In the interests of transparency, eLife includes the editorial decision letter and accompanying author responses. A lightly edited version of the letter sent to the authors after peer review is shown, indicating the most substantive concerns; minor comments are not usually included.

Thank you for submitting your work entitled "Evolution of the head-trunk interface in tetrapod vertebrates" for peer review at eLife. Your submission has been favorably evaluated by Diethard Tautz as Senior editor, a Reviewing editor, and two reviewers.

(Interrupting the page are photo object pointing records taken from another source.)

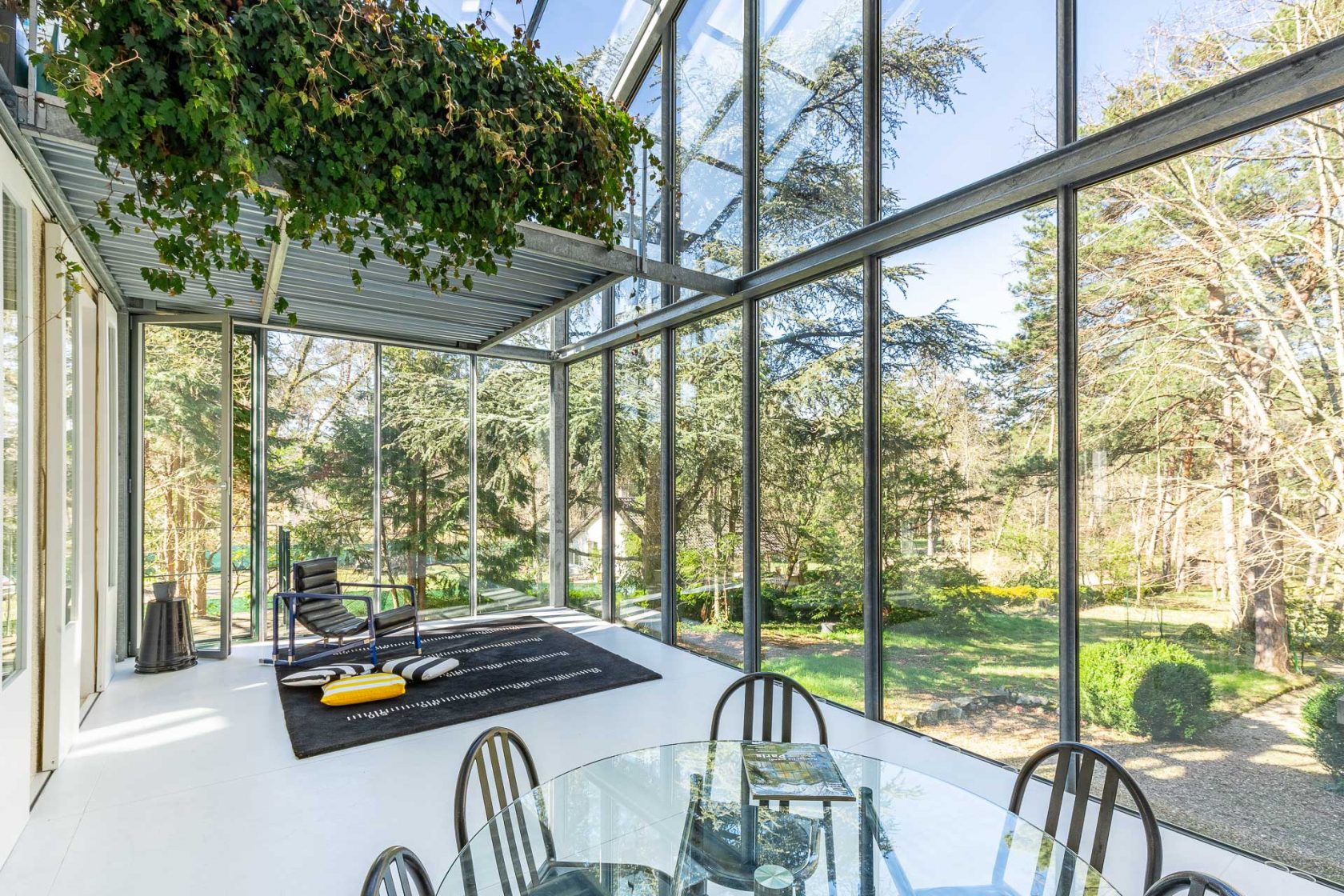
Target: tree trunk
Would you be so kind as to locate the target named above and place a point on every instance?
(1265, 555)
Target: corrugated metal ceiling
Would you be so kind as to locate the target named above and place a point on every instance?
(316, 280)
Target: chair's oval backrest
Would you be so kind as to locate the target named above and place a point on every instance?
(322, 617)
(314, 577)
(1078, 763)
(1191, 883)
(766, 682)
(397, 872)
(504, 770)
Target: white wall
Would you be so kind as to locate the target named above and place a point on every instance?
(17, 699)
(74, 657)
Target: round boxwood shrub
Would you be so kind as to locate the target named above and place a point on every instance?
(1146, 686)
(1198, 633)
(1324, 732)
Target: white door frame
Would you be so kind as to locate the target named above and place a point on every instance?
(63, 644)
(108, 494)
(17, 694)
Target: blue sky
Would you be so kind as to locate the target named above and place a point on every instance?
(996, 122)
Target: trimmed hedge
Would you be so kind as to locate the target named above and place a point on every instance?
(1324, 732)
(1146, 686)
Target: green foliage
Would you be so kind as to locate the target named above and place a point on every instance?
(1146, 686)
(812, 602)
(1324, 732)
(387, 130)
(1199, 633)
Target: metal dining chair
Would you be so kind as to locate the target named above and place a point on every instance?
(1075, 767)
(721, 837)
(504, 771)
(1191, 883)
(790, 690)
(397, 872)
(500, 761)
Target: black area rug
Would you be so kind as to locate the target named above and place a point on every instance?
(506, 664)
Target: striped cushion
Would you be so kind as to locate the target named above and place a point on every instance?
(375, 686)
(421, 668)
(324, 674)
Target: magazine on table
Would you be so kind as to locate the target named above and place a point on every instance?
(794, 771)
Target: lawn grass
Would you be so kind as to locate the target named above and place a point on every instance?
(1016, 649)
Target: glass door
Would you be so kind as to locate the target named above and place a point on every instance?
(186, 442)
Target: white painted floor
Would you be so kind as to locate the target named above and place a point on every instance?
(186, 782)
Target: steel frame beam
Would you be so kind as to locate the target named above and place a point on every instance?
(667, 359)
(274, 269)
(642, 50)
(609, 607)
(874, 594)
(1066, 381)
(750, 344)
(559, 473)
(504, 352)
(470, 486)
(55, 199)
(1272, 93)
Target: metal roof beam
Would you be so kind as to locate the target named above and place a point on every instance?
(1274, 92)
(1280, 90)
(642, 51)
(274, 265)
(558, 308)
(557, 243)
(55, 199)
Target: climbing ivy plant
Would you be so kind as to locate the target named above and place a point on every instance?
(371, 126)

This paper explores the head-trunk transition in vertebrates. It provides a review of classical ideas as well as recent developmental and molecular studies that impact this subject, most specifically the contrast in genetic regulation of cranial versus trunk muscles. The classical literature holds some controversy about the branchiomeric origin of the cucullaris muscle and its phylogenetic distribution. That muscle and its homologues are the major focus of this study. CT scans of numerous taxa are included to argue that the cucullaris is a universal feature of gnathostomes. The authors present orthotopic transplant experiments in axolotl to build a fate map confirming that the posterior gill levators and the cucullaris in this amphibian are derived from lateral plate mesoderm adjacent to somites 1-3. They also preform heterotopic transplants of LPM from different axial levels to test for myogenic properties in response to cranial versus trunk signaling environments. They demonstrate the ability of anterior LPM cells to respond to cranial signals and differentiate as muscle where as in contrast, LPM posterior to somite 3 does not respond in the same site, and fails to differentiate as muscle. The authors conclude that the true head/trunk boundary occurs in both somites and LPM behind somite 3 in axolotl.

The timing of this manuscript is good. Several other studies have requested this kind of data from an anamniote species to properly discuss the evolution of neck development. This is an important confirmation for an important idea. However, a number of points need to be addressed by the authors.

1) The manuscript is uneven, and the CT data seems crammed in. That data should be worked over to make a more fluid seam between the anatomy and embryology. The sentence “Based on these data, it is unknown whether the lateral plate origin of the cucullaris is the result of a posterior shift of the head myogenic program or instead represents head mesoderm that spread caudally into the region adjacent to the anterior somites”, asks a specific question, but this gets lost in subsequent discussion and CT scans- development and anatomy are not well integrated, giving the impression that there are two papers cobbled together. This requires revision.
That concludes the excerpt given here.